Il va falloir s’y habituer, l’intégrer comme paramètre constant et incontournable dans tout ce que nous allons entreprendre : hygiène, bâtiment, production vivrière et industrielle, loisirs, etc. : tout est d’ores et déjà soumis à l’impératif de l’économie de l’eau.
Cela fait déjà quelques décennies qu’on s’est mis à agiter le spectre de la soif. Cela nous paraissait alors lointain, comme promis aux générations suivantes. Et, égoïstement, nous n’avons rien entrepris pour prendre en compte cette échéance et mettre en œuvre une stratégie de gestion de l’eau, une ressource plus précieuse que toutes les autres puisque vitale pour tous les vivants. Pas d’actions d’envergure pour rationaliser la consommation de ce liquide, ni de plans audacieux pour en conserver les quantités phénoménales perdues dans les méandres de réseaux souterrains usés jusqu’à la corde ou en surfaces en temps —de plus en plus rares, il est vrai— de crues ; pas plus qu’on a drainé les barrages envasés et dont le limon aurait été d’une grande utilité pour la bonification de vastes périmètres aujourd’hui en friche pour cause d’infertilité. Et même les timides actions de recyclage des eaux usées se sont le plus souvent révélées de médiocre qualité.

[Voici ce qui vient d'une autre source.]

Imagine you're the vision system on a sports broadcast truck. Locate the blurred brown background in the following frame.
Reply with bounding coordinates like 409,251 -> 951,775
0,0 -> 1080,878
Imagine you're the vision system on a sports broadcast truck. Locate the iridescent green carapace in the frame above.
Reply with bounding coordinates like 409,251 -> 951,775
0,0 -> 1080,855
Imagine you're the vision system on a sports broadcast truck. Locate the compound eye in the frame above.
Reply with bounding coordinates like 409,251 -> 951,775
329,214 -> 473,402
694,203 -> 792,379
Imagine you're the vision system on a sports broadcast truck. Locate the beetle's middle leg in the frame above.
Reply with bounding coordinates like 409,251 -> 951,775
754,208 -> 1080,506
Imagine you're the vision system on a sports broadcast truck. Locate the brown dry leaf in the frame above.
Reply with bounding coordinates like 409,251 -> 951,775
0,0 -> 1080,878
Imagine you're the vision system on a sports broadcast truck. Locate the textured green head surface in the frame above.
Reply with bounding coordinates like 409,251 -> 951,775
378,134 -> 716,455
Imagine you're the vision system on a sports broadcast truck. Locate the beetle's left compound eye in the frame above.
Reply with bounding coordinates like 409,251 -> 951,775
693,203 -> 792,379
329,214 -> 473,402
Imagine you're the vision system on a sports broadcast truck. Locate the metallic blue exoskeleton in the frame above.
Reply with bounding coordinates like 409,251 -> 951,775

Bref, aujourd’hui nous en sommes là : une eau qui se raréfie dans nos robinets quand robinets il y a, avec le corolaire de cette pénurie, un moindre confort dans la vie de tous les jours tout le temps et partout. On vous parlera de plans de reconversion d’activités consommatrices d’eau et de mise en œuvre de nouvelles technologies de désalinisation de l’eau, aujourd’hui une véritable goutte d’eau dans la mer. Il n’est pas nécessaire de fourrer son nez dans l’intimité des gens pour constater l’infraction.
Des dispositions immédiates et drastiques doivent être édictées par le ministère de l’Agriculture qui gère le secteur hydrique en vue de comprimer le plus possible la consommation d’eau. L’an dernier, ce département s’est bien fendu d’un arrêté interdisant toute forme de gaspillage de l’eau et son utilisation à des fins non indispensables tels que le lavage des voitures, le remplissage des piscines, les activités ménagères à grande eau et même l’arrosage des jardins. Sous peine de fortes amendes !
Pas plus tard qu’avant-hier en fin d’après-midi, les jardiniers du théâtre antique de Carthage arrosaient généreusement la haie de plantes ornementales courant le long de la devanture de l’aire d’accès au monument accueillant les spectacles du festival de Carthage, ce qui est compréhensible, mais inondaient également la chaussée qui passe devant !
En fait, quiconque circulerait dans cette prestigieuse commune enjamberait, chaque matin, des filets d’eau sortis des résidences riveraines ou ceux coulant le long de trottoirs convertis en stations de lavage de voitures et qui convergent vers les caniveaux, formant de véritables petits ruisseaux qui courent sur des dizaines de mètres. Il n’est ainsi pas nécessaire de fourrer son nez dans l’intimité des gens pour constater l’infraction. Et Carthage n’a pas l’apanage de cet abus. La question, toute la question n’est pas de savoir si nous sommes bien outillés pour faire face à une situation périlleuse. Nous le sommes. Le tout est de mettre en œuvre ces outils.